Most airlines let first-class and elite customers board first. After that, some fill the rear rows and work toward the front. Others fill window seats and work toward the aisle. Airlines have also tried letting people board early if they do not have carry-on bags. Slow boarding creates delays, which mean missed connections, unhappy customers and extra costs. Researchers figure that every extra minute a plane stands idle at the gate adds $30 in costs. About 1 in 4 U.S. flights runs at least 15 minutes late. With 1,000s of flights each day, costs quickly add up.
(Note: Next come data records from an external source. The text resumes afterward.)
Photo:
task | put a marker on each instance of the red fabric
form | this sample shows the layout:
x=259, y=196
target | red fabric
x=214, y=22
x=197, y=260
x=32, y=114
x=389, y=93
Delta’s Early Valet service will offer to have airline employees take carry-on bags at the gate and put them in the bins above assigned seats. The airline wants to see if its own workers can load the bins faster than passengers. The service began Monday on 2 dozen flights, and that number is expected to rise steadily, adding departures from Atlanta, New York, Los Angeles, Detroit, Minneapolis, Salt Lake City and Seattle. Delta tested the process last summer and saw some reduction in boarding time.

Meanwhile, Southwest Airlines wants to reduce complaints that families can’t find seats together because flights are so crowded. Southwest passengers line up at the gate by group — first “A,” then “B” and finally “C” — and pick their seat once they are on the plane. The system lets families board together after the “A” group, but only with children up to 4. Some families pay extra for priority boarding to improve their odds. Southwest recently tested expanding family boarding to include children up to 6, 8 or 11.

Classroom discussion questions:

1. What other processes can airlines use to speed boarding?

2. What process and design techniques in Chapter 7 can be used for this process?

One Comment leave one →
  1. Sandy Rederer permalink
    June 6, 2015 3:12 pm

    The $30 per minute cost estimate for delay at the gate seems very low and of course would vary with the size of aircraft and situation at the airport. If a delay keeps an inbound aircraft away from the gate, the cost is much higher because engines are running and crew are getting paid.

    Any discussion of this subject should include fees for checked baggage, which encourage passengers to carry on more. Southwest doesn’t charge for first two checked bags, which should improve the boarding process, but what is the actual impact?